HTA=list() #will store DE results with GA and Labor

We call the analyzeGA_limma function created above passing the sample annotation data frame for this analysis ano and the HTA expression data for the corresponding samples eset:

#GA effect
aT1=analyzeGA_limma(anoGA,esetHTA[,rownames(anoGA)])
head(aT1,n=3)

Next we add gene annotation and remove transcript clusters without a valid ENTREZ identifier:

#add gene annotation to top table
aT1$SYMBOL<-unlist((lookUp(aT1$ID, anpack, 'SYMBOL')))
aT1$ENTREZ<-unlist((lookUp(aT1$ID, anpack, 'ENTREZID')))
aT1=aT1[!is.na(aT1$ENTREZ),]

Then we retain transcript clusters for which at least one probset was deemed expressed (see Methods section in the paper) and then recalculate the adjusted p-values since we would have not retained transcripts 1) without a valid gene identifer or 2) if they were not expressed, regardless of the p-value from the differential expression test:

data(npspge) # based on detection above background from Affymetrix Transcriptome Analysis Console
expressed=names(npspge)[npspge>0]
aT1=aT1[rownames(aT1)%in%expressed,]
aT1$adj.P.Val=p.adjust(aT1$P.Value,"fdr") #
HTA[["GAEffect"]]<-aT1
head(aT1,n=3)

A similar approach is used to generate a top table of differential expression statistics for the labor effect analysis. For both analyses the output is saved in a list (HTA) that will be used later.
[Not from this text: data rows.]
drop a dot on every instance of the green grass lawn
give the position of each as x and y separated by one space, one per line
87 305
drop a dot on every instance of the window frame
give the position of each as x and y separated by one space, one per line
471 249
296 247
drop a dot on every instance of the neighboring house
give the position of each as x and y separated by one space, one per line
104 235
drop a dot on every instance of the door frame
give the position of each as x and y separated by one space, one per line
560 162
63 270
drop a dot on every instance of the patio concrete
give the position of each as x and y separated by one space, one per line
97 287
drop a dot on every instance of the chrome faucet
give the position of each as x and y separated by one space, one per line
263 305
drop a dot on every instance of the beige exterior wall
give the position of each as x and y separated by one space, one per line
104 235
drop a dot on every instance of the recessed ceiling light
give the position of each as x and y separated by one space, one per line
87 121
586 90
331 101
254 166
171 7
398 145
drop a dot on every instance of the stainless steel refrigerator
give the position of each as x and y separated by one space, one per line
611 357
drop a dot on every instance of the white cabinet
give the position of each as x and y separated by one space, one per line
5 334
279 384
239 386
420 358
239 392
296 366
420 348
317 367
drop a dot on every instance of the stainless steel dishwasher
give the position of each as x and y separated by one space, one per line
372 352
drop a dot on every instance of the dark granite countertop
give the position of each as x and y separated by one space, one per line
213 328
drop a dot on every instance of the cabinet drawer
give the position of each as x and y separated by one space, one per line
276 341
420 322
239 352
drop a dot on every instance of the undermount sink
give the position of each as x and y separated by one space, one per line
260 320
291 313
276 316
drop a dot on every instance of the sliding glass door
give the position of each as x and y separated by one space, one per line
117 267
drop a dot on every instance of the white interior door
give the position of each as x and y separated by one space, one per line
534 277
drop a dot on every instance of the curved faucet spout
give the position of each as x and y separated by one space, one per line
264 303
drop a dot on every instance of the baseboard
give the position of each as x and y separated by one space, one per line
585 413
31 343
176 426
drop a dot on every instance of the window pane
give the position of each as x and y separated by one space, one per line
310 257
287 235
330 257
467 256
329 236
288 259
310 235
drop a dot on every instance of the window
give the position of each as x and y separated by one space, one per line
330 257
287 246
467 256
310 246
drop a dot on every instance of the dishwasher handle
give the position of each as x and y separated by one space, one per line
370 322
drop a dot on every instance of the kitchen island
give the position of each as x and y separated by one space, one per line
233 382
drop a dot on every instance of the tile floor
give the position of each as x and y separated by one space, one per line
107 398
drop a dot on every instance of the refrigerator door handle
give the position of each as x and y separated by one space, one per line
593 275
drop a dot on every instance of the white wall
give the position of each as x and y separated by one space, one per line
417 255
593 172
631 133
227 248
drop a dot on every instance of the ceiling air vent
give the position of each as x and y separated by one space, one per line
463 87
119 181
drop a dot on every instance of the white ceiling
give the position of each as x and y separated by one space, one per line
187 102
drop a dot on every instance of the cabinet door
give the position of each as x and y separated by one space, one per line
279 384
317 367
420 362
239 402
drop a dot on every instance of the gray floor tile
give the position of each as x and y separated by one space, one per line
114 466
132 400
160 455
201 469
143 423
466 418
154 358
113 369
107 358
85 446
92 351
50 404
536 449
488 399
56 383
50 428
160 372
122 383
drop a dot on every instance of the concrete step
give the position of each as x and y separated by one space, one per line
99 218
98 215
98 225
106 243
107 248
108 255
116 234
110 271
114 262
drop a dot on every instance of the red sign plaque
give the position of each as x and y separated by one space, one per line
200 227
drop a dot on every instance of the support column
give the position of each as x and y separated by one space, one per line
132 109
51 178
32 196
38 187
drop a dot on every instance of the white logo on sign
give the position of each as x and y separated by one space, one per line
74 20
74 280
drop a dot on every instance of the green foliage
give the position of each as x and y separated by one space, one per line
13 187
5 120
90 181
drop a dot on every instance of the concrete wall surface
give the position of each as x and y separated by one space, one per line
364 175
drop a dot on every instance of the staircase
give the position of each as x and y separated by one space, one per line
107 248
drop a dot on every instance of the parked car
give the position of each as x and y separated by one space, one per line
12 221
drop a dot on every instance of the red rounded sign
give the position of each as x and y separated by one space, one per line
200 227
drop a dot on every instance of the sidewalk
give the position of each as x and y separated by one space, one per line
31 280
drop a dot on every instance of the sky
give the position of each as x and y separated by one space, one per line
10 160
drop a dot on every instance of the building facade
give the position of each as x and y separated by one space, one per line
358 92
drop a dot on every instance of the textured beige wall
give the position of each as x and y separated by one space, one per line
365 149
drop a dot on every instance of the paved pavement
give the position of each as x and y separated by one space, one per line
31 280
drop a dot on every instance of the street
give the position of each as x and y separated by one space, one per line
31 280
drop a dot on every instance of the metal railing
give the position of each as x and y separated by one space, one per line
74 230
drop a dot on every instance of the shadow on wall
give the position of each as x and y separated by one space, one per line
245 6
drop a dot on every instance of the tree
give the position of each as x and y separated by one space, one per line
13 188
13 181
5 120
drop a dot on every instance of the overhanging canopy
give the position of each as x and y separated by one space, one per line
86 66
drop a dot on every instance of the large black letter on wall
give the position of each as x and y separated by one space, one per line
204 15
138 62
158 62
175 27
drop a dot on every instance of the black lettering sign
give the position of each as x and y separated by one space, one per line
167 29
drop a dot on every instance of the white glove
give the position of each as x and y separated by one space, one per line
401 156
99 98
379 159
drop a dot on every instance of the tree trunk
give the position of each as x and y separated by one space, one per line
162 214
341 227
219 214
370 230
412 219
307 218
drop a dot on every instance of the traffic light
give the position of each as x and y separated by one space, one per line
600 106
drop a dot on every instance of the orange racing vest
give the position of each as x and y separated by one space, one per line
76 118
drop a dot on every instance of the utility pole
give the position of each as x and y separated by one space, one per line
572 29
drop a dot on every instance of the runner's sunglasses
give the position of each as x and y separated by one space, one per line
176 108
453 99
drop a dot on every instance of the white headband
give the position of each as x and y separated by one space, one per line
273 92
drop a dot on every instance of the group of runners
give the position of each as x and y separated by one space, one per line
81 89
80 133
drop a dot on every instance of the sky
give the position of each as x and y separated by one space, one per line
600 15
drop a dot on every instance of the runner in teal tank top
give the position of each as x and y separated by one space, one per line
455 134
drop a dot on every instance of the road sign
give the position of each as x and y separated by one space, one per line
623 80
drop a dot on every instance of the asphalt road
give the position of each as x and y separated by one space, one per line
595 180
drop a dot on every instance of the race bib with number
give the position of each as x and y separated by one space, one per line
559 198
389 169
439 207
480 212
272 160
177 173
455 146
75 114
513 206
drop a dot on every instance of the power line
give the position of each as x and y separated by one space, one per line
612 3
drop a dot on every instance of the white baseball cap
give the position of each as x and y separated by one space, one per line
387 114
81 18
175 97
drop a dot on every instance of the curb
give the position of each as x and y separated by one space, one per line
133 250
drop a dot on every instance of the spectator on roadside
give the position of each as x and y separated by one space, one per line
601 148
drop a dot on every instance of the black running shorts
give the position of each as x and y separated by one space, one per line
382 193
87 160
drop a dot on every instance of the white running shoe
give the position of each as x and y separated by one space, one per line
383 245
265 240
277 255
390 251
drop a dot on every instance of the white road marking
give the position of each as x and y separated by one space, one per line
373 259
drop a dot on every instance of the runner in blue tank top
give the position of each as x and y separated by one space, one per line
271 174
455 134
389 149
aT1=analyzeLabor_limma(anoLabor,esetHTA[,rownames(anoLabor)])
aT1$SYMBOL<-unlist((lookUp(aT1$ID, anpack, 'SYMBOL')))
aT1$ENTREZ<-unlist((lookUp(aT1$ID, anpack, 'ENTREZID')))
aT1=aT1[!is.na(aT1$ENTREZ),]
aT1=aT1[rownames(aT1)%in%expressed,]
aT1$adj.P.Val=p.adjust(aT1$P.Value,"fdr")
HTA[["LaborEffect"]]<-aT1
head(aT1,n=3)

Differential expression with qRT-PCR data

The gold standard of differential expression for a subset of r dim(esetPCR)[1] genes selected for validation, was defined using the same analysis models used for microarray data but using surrogates for log2 gene expression (-Delta CT values), for changes with gestational age:

PCR<-list()
aT1=analyzeGA_limma(anoGA,esetPCR[,rownames(anoGA)])
aT1$SYMBOL=rownames(aT1)
aT1$Sig=(aT1$P.Value<0.05)
PCR[["GAEffect"]]<-aT1
head(aT1,n=3)

and changes with labor:

aT1=analyzeLabor_limma(anoLabor,esetPCR[,rownames(anoLabor)])
aT1$SYMBOL=rownames(aT1)
aT1$Sig=(aT1$P.Value<0.05)
PCR[["LaborEffect"]]<-aT1
head(aT1,n=3)

Differential expression analysis for count data (sequencing platforms)

For the count data generated by the two sequencing based platfroms (RNASeq and DriverMap), we first define the two functions that will use negative binomial models implemented in DESeq2 package to identify genes that change with gestational age and with labor as follows:

analyzeGA_DESeq=function(ano,anoall,countM){
  dds<- DESeqDataSetFromMatrix(countData= countM[,rownames(ano)],colData= ano,design=~T+IndividualID)
  dds<- DESeq(dds) 
  res<-results(dds,contrast=c("T","Term","Preterm"),independentFiltering=FALSE)
  res=as.data.frame(res)
  expressed=rownames(countM)[apply(countM[,rownames(anoall)]>=5,1,sum)>5]
  res=res[rownames(res)%in%expressed,]
  res=res[!is.na(res$log2FoldChange),]
  res$logFC=res$log2FoldChange
  names(res)[names(res)=="pvalue"]<-"P.Value"
  names(res)[names(res)=="padj"]<-"adj.P.Val"
  res
}

analyzeLabor_DESeq=function(ano,anoall,countM){
  dds<- DESeqDataSetFromMatrix(countData= countM[,rownames(ano)],colData= ano,design=~Group)
  dds<- DESeq(dds) 
  res<-results(dds,contrast=c("Group","TIL","TNL"),independentFiltering=FALSE)
  res=as.data.frame(res)
  expressed=rownames(countM)[apply(countM[,rownames(anoall)]>=5,1,sum)>5]
  res=res[rownames(res)%in%expressed,]
  res=res[!is.na(res$log2FoldChange),]
  res$logFC=res$log2FoldChange
  names(res)[names(res)=="pvalue"]<-"P.Value"
  names(res)[names(res)=="padj"]<-"adj.P.Val"
  res
}

In both functions above, after genes are tested and p-values are computed, we drop genes for which a fold change could not be estimated (mostly due to 0 counts) and genes which were not expressed (do not have a count >=5 in at least 5 of the 32 samples). Before applying the two functions we retrieve ENSEMBLE gene annotation so that gene symbols can be assigned to RNASeq differential expression results:

edb <- EnsDb.Hsapiens.v75
Tx.ensemble <- transcripts(edb, columns = c("tx_id", "gene_id", "gene_name"),
                           return.type = "DataFrame")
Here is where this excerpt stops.